I will not give an overview of each aspects of the book but just give a few comments where I think the author made a compelling case. The author shows through numerous examples how that the textual variants do not change any doctrines of the Christian faith, in fact the overwhelming majority of variants are very insignificant. Also the author's case for the traditional authorship for the gospels being written by Matthew, Mark, Luke and John was strong (as it should be because the historic evidence overwhelmingly points to that). I found helpful Jones' point that although Ehrham is correct in saying there are different wordings of attribution of authorship in various ancient manuscripts there was unanimity in those manuscripts (i.e. those which included information on authorship) that the gospel of Matthew was authored by Matthew, Mark by Mark, Luke by Luke, and John by John, that, along with the early Church fathers (starting from the first century) attributing the authorship of the gospels to these traditional authors is compelling historical evidence. There are indeed eye-witness testimonies to the life, death, and resurrection of Jesus Christ recorded in the New Testament. Also the author's handling of how the New Testament was formed was well done. The majority of the twenty-seven New Testament books were used by the early Christians (the Muratorian Canon - aprox. AD 160 makes this clear). Also the early Church scrutinized the books they accepted for use, making sure that only those that were apostolic (i.e. either written by an Apostle or an associate of an Apostle) and that were in keeping with doctrinal orthodoxy (i.e. what was already known from the Apostle's teachings) were accepted as canonical, the Church made sure they accepted books based on the Apostles' eye-witness testimony of Christ and rejected the gnostic "gospels" and books falsely attributed to the Apostles.
Overall the author counters the negative spin and half-truths imposed on the discipline of textual criticism and provides facts that are conveniently left out and draws a clearer picture to show that this field of study in no way hampers belief that we have reliable reproductions of the New Testament writings. As the author points out only a wrong, ill-informed faith of how we got our Bible (something akin to it being dropped out of the sky) can be hurt from the scholarship of textual criticism, in fact the more we know about this discipline and the more manuscripts that are discovered only reenforces the fact that the Bible is by far the best attested literature from antiquity and that we do in fact have a very reliable reproduction of the original.
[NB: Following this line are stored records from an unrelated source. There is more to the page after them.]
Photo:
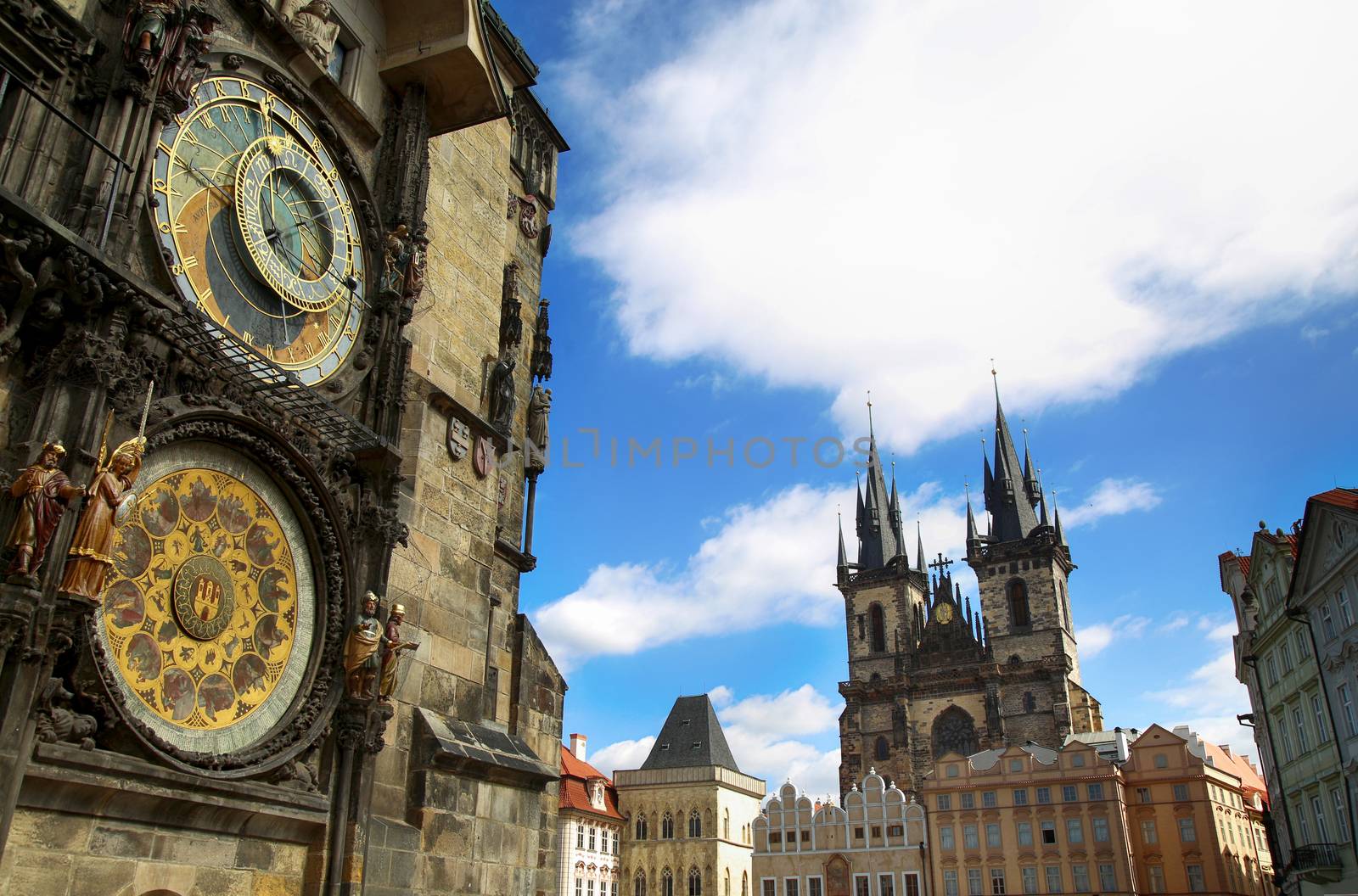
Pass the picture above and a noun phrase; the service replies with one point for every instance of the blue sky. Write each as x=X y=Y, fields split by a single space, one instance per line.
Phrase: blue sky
x=774 y=207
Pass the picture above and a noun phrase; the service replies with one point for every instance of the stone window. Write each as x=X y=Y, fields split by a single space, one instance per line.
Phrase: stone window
x=878 y=624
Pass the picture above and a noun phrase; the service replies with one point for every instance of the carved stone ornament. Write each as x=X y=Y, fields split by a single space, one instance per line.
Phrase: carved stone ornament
x=529 y=217
x=283 y=679
x=310 y=20
x=482 y=456
x=458 y=438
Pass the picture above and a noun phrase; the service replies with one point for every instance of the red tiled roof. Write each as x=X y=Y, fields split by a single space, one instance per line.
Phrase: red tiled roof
x=1239 y=766
x=1346 y=499
x=575 y=794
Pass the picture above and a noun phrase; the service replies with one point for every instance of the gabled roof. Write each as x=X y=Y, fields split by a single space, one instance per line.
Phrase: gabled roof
x=575 y=787
x=692 y=736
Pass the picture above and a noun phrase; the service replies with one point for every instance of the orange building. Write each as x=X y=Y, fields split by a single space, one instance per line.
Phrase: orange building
x=1163 y=814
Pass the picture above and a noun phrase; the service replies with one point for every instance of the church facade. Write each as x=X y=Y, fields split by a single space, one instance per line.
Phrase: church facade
x=930 y=674
x=273 y=405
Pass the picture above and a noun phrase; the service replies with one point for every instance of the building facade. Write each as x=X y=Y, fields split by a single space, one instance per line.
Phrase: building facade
x=1324 y=585
x=929 y=675
x=588 y=827
x=1293 y=723
x=875 y=845
x=273 y=266
x=689 y=811
x=1147 y=816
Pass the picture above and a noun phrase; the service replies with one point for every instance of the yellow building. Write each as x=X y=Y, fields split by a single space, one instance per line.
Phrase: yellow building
x=689 y=811
x=1164 y=814
x=875 y=845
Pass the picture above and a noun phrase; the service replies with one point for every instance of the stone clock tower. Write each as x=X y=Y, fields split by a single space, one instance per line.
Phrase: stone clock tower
x=930 y=674
x=271 y=341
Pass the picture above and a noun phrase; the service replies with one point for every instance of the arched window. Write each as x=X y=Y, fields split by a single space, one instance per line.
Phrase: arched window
x=954 y=732
x=879 y=629
x=1018 y=614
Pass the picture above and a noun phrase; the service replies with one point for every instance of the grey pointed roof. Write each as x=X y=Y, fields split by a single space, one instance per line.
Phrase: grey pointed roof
x=1008 y=497
x=876 y=526
x=692 y=736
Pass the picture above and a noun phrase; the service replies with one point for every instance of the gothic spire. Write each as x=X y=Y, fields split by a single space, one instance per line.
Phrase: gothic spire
x=878 y=540
x=1008 y=497
x=844 y=556
x=971 y=523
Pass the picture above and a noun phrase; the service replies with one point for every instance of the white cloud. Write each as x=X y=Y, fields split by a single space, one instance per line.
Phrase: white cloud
x=773 y=561
x=882 y=194
x=762 y=732
x=1113 y=497
x=1209 y=703
x=625 y=753
x=1095 y=638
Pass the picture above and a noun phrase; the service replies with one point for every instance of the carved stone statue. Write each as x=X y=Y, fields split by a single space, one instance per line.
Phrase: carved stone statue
x=540 y=406
x=502 y=394
x=110 y=497
x=144 y=34
x=59 y=724
x=42 y=492
x=362 y=658
x=396 y=261
x=391 y=648
x=310 y=20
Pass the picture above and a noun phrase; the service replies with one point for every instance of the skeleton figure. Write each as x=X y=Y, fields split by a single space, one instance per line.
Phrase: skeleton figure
x=311 y=24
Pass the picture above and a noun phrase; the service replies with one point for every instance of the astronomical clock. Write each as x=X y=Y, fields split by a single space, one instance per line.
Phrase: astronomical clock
x=222 y=617
x=260 y=227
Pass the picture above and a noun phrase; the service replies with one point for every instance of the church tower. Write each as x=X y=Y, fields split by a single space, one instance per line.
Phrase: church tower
x=929 y=674
x=1023 y=567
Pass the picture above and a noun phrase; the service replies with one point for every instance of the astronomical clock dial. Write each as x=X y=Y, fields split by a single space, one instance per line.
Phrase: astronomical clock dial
x=260 y=227
x=208 y=618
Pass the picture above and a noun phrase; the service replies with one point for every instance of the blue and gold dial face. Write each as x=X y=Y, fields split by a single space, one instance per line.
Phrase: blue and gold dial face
x=260 y=227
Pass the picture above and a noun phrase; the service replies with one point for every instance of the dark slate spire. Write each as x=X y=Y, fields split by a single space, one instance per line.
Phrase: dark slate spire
x=692 y=737
x=973 y=540
x=876 y=529
x=844 y=554
x=1007 y=493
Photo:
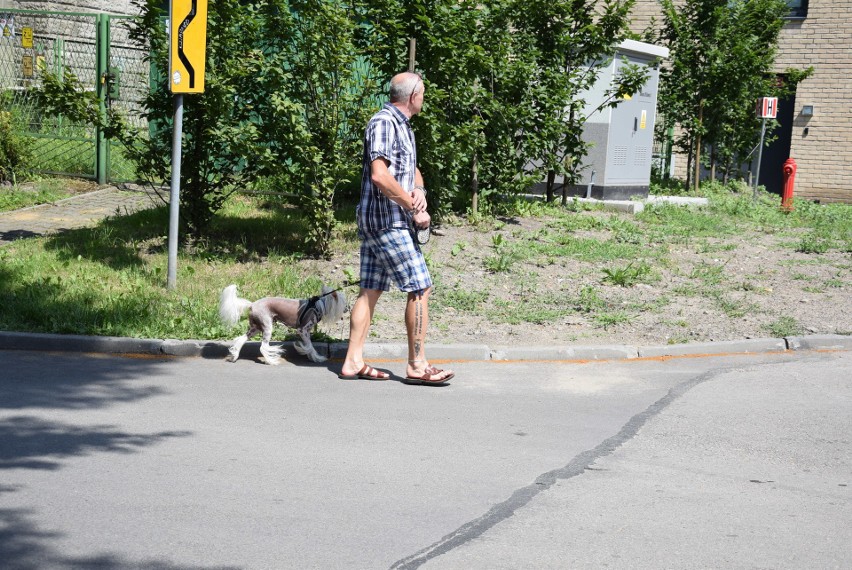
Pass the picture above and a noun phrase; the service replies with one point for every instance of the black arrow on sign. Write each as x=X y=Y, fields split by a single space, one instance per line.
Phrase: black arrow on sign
x=182 y=56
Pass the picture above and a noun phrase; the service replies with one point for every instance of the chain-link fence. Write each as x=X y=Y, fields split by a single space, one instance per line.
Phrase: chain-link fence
x=97 y=50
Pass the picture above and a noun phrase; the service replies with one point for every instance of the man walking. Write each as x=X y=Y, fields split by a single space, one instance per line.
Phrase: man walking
x=393 y=199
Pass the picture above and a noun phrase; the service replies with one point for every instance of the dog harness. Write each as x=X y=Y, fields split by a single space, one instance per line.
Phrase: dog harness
x=308 y=314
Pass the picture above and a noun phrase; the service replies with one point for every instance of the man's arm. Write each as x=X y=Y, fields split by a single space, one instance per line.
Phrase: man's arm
x=384 y=181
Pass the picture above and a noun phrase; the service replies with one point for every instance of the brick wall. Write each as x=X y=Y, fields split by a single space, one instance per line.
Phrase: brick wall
x=823 y=39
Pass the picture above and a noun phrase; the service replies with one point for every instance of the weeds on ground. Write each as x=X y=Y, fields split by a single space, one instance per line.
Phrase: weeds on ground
x=110 y=280
x=40 y=192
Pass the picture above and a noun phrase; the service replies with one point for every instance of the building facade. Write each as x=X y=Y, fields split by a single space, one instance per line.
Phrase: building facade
x=816 y=124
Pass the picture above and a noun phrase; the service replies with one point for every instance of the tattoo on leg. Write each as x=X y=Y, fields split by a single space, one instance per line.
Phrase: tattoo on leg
x=418 y=326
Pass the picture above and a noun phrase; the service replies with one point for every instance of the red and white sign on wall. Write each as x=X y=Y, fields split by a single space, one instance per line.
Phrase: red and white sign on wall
x=767 y=107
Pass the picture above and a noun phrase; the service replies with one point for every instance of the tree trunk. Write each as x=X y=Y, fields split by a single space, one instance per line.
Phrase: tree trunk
x=551 y=180
x=474 y=185
x=695 y=181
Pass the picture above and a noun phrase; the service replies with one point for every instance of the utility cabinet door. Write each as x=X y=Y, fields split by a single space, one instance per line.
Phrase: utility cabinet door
x=631 y=134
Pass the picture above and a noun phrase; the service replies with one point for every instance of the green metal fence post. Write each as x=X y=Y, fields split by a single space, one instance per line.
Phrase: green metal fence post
x=102 y=147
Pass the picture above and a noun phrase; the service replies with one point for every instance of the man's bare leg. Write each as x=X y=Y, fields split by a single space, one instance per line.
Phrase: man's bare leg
x=416 y=324
x=359 y=326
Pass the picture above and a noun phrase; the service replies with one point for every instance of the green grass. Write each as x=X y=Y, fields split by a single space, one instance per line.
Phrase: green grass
x=110 y=279
x=42 y=192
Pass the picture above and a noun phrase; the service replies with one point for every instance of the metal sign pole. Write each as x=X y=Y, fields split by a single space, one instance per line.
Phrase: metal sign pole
x=174 y=196
x=759 y=157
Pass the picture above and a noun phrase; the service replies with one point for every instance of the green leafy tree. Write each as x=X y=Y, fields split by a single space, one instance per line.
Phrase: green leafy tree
x=504 y=80
x=568 y=43
x=283 y=98
x=722 y=53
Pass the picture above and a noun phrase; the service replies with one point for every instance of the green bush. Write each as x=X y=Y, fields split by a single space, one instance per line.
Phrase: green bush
x=15 y=149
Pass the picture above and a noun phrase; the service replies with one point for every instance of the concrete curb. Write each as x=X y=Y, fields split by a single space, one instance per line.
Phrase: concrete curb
x=399 y=351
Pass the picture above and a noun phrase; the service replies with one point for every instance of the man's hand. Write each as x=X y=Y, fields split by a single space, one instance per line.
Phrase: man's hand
x=419 y=199
x=422 y=219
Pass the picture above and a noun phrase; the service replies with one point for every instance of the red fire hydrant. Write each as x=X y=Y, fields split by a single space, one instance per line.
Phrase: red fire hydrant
x=789 y=181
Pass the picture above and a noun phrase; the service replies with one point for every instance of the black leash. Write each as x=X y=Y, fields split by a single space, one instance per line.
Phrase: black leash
x=341 y=288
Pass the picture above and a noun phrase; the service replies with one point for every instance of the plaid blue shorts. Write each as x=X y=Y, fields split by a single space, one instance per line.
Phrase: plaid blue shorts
x=393 y=255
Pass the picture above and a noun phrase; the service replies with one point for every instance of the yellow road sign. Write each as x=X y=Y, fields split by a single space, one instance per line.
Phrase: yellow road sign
x=188 y=29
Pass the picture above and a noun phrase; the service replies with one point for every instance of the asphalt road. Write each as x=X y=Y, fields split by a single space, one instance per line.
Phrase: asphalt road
x=165 y=463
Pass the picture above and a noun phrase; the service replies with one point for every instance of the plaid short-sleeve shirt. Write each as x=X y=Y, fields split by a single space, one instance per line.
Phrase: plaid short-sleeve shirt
x=389 y=136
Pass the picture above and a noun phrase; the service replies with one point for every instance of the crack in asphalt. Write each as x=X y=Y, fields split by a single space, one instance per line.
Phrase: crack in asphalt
x=576 y=466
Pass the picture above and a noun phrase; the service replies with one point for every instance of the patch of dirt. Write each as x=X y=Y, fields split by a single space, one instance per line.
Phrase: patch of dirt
x=754 y=285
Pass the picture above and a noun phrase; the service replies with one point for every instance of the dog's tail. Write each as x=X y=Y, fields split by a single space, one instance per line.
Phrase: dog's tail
x=231 y=307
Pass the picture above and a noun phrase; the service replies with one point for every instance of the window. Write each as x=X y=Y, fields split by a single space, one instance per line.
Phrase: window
x=798 y=8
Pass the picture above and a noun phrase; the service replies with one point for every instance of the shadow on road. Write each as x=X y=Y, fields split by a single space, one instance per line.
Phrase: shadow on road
x=64 y=383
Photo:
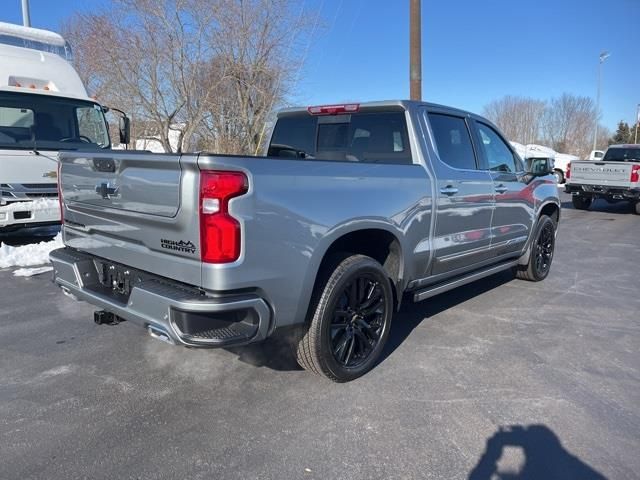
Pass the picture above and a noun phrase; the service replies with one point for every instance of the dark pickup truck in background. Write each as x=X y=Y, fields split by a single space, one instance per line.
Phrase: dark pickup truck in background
x=353 y=207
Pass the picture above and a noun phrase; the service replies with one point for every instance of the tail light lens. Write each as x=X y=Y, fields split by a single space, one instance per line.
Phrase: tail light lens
x=220 y=235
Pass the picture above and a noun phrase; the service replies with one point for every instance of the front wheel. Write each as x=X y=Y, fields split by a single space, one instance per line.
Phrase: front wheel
x=581 y=203
x=542 y=248
x=351 y=321
x=559 y=176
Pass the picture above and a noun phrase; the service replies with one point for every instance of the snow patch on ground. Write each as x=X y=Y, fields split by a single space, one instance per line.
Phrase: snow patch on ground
x=28 y=255
x=30 y=272
x=38 y=204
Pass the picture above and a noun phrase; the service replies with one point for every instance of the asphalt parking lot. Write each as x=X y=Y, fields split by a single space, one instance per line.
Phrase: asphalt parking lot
x=502 y=377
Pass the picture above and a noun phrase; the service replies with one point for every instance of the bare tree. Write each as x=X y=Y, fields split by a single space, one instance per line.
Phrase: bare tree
x=519 y=118
x=182 y=65
x=568 y=124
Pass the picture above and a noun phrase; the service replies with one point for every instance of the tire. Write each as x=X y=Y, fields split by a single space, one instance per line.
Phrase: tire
x=559 y=176
x=581 y=203
x=542 y=249
x=347 y=332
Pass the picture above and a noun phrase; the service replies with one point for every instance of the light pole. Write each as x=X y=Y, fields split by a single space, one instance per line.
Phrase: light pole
x=26 y=18
x=603 y=57
x=637 y=122
x=415 y=50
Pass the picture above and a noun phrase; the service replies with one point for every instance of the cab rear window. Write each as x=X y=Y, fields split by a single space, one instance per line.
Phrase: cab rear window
x=359 y=137
x=622 y=154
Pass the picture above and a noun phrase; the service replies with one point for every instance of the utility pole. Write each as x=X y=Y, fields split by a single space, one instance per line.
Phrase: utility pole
x=415 y=48
x=26 y=17
x=603 y=57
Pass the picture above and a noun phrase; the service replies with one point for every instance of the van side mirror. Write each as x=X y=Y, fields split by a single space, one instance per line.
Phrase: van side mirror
x=124 y=128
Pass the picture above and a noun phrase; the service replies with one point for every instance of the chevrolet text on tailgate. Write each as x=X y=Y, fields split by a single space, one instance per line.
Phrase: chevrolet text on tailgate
x=352 y=207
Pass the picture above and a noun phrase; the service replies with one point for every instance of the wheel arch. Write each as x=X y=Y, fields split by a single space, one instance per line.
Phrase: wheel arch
x=379 y=242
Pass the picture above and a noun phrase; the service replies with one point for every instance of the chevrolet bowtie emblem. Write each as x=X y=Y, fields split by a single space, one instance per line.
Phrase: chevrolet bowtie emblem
x=107 y=191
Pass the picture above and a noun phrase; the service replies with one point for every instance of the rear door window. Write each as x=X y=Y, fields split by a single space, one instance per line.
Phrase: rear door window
x=362 y=137
x=453 y=141
x=499 y=156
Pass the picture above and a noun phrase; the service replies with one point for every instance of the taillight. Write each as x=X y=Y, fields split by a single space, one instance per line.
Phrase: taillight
x=220 y=233
x=334 y=109
x=60 y=192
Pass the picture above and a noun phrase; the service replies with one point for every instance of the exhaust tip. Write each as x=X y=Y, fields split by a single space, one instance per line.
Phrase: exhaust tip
x=102 y=317
x=159 y=334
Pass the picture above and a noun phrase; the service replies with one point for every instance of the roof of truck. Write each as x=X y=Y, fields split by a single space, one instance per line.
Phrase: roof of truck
x=404 y=104
x=625 y=145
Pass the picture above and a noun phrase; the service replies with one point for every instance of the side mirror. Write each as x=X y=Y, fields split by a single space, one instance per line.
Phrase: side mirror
x=539 y=166
x=124 y=128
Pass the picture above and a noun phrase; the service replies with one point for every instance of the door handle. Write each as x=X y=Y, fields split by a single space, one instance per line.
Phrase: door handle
x=449 y=190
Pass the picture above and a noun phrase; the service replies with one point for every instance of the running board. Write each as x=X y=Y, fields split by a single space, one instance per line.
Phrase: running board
x=447 y=285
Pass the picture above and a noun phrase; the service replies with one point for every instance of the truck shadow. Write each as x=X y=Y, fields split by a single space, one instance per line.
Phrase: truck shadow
x=601 y=205
x=412 y=314
x=544 y=457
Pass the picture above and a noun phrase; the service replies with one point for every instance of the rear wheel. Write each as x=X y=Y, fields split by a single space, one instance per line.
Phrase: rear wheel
x=542 y=249
x=350 y=323
x=581 y=203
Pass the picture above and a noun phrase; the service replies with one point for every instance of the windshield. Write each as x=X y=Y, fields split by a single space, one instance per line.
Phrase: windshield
x=44 y=122
x=622 y=154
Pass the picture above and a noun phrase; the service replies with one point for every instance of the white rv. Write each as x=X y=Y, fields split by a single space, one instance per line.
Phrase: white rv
x=44 y=108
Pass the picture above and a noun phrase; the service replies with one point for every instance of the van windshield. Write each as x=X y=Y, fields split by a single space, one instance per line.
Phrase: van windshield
x=30 y=121
x=622 y=154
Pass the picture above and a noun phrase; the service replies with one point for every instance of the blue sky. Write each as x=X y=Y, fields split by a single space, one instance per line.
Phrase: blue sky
x=473 y=51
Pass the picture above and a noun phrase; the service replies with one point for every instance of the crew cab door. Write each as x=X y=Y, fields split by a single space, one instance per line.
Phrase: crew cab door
x=514 y=201
x=464 y=196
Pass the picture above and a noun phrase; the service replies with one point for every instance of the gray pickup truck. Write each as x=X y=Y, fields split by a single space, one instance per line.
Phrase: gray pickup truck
x=353 y=208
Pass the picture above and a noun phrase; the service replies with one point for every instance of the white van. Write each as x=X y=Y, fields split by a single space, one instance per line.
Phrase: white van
x=44 y=108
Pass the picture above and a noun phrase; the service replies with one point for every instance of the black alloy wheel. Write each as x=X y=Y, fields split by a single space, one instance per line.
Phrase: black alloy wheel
x=541 y=251
x=350 y=319
x=358 y=320
x=544 y=249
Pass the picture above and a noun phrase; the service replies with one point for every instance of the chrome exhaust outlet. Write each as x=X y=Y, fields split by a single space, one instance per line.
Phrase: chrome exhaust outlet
x=159 y=334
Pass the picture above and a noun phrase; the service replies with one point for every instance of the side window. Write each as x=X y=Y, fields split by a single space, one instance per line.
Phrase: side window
x=453 y=141
x=15 y=125
x=499 y=156
x=360 y=137
x=293 y=137
x=91 y=125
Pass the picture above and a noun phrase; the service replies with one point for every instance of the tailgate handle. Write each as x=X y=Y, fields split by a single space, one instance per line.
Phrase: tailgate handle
x=449 y=190
x=107 y=165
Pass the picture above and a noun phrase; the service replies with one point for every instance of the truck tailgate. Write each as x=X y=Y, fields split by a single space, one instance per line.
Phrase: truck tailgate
x=134 y=208
x=611 y=174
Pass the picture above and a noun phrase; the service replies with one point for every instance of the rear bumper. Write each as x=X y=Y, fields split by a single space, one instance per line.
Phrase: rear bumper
x=174 y=312
x=617 y=193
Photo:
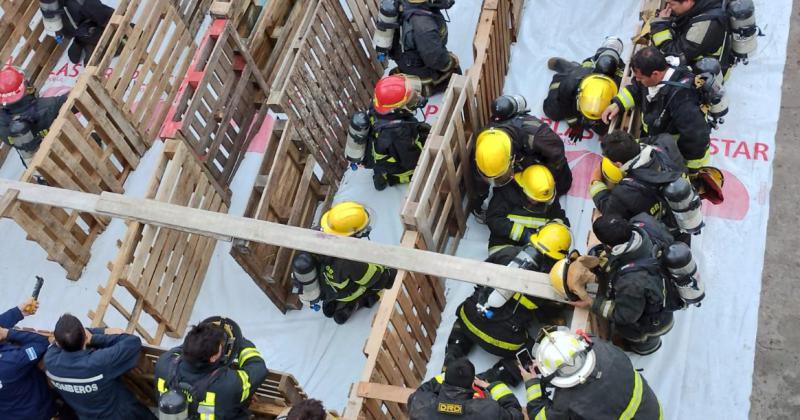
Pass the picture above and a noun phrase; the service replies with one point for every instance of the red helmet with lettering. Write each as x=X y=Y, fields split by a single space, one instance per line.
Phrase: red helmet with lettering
x=394 y=92
x=12 y=85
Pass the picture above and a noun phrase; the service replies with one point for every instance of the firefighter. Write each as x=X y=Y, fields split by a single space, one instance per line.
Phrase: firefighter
x=519 y=208
x=669 y=104
x=390 y=133
x=452 y=394
x=343 y=286
x=25 y=117
x=215 y=372
x=81 y=20
x=420 y=45
x=513 y=141
x=24 y=393
x=637 y=300
x=692 y=30
x=499 y=320
x=86 y=368
x=628 y=179
x=579 y=92
x=592 y=378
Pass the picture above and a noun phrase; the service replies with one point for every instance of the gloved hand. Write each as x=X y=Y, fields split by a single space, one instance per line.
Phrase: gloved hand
x=576 y=132
x=526 y=235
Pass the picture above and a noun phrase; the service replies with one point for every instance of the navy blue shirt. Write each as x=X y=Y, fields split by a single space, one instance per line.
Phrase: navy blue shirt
x=89 y=380
x=24 y=393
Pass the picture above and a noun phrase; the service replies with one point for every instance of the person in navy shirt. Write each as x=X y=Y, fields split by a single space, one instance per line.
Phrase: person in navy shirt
x=24 y=393
x=86 y=365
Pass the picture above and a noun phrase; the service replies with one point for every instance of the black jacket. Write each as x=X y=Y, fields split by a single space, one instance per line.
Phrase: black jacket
x=233 y=385
x=90 y=380
x=85 y=20
x=24 y=393
x=639 y=191
x=421 y=47
x=510 y=213
x=38 y=112
x=636 y=293
x=700 y=32
x=345 y=280
x=435 y=400
x=535 y=142
x=675 y=110
x=607 y=394
x=561 y=102
x=396 y=142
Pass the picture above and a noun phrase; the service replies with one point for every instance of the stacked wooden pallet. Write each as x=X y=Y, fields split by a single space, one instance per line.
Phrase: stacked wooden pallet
x=94 y=151
x=398 y=349
x=286 y=191
x=323 y=80
x=163 y=269
x=221 y=102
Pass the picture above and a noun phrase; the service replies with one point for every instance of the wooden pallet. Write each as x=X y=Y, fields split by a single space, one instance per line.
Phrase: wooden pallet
x=492 y=47
x=155 y=41
x=279 y=390
x=23 y=40
x=399 y=346
x=94 y=152
x=330 y=78
x=221 y=102
x=163 y=269
x=437 y=204
x=286 y=191
x=277 y=34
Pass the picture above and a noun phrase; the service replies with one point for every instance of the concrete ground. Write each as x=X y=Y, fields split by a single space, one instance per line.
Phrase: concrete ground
x=776 y=382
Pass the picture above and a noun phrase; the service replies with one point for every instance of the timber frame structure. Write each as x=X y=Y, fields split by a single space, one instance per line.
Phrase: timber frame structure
x=285 y=56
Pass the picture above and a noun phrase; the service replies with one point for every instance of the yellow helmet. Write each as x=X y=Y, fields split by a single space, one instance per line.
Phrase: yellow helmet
x=611 y=172
x=553 y=240
x=493 y=153
x=595 y=94
x=537 y=182
x=346 y=218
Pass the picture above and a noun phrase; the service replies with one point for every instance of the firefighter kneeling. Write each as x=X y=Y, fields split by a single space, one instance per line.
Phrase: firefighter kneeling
x=212 y=375
x=343 y=286
x=457 y=392
x=499 y=320
x=388 y=137
x=593 y=379
x=25 y=117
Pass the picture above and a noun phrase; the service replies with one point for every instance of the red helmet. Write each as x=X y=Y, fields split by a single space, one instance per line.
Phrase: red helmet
x=393 y=92
x=12 y=85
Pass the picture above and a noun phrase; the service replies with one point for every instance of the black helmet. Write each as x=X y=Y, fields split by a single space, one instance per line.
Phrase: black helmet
x=606 y=64
x=434 y=4
x=507 y=106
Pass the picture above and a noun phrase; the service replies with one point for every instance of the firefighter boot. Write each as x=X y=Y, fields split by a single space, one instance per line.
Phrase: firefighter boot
x=505 y=371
A criticism I do have for the author is that he seemed quite hesitant in asserting the overwhelming case for the integrity of the New Testament documents (maybe being concerned to not overstate the case?), the evidence is disproportionally in favor that we have of a very reliable Bible (an accurate reproduction of the autographs), it is when only half the story is told and important facts left out that people can be convinced otherwise.
excellent book for the price. so much has been made of Ehrmans supposedly devastating arguments against the authenticity and trustworthiness of the Bible. This book takes each of his major arguments and clearly and convincingly reduces them to the biased, presumptuous arguments that they are. Great weapon for those witnessing to current or recent college graduates that ran into these claims while in school. Can't recommend it enough
This is about the 3-4th book I own that claims to refute Bart Ehrman's work. This book is the only one I have finish because the others were written by technical-minded textual critics. If you have ever taken an advanced accounting course, you are aware how CPA's like texual critics forget how to communicate in everyday terms. Not this book. It is a fast read and quite understandable.
-Concise, effective & informative
-Strong apologetics arguments
-Favorite part is that Author encourages that you open your Bible and follow the chapter that discusses Erhman's controversial passages. Needless to say, the ESV stood the test--not one point, let me repeat, not one contention causes any doctrinal concern.
-In dating the Gospels, the author concedes a later dating. Still effective, but most active and world renown apologists such was W.L. Craig, Norman Giesler, Frank Turek, Greg Koukl effectively argue for an early dating of the Gospels.
This was fabulous - a brilliantly presented debunking of Bart Ehrman's poorly thought-out MISQUOTING JESUS and Ehrman's basic apostasy regarding Jesus and His Word. Jones answers very specific and legitimate questions regarding the Book of all books! Well researched and extremely readable presentation. Thanks for a great book!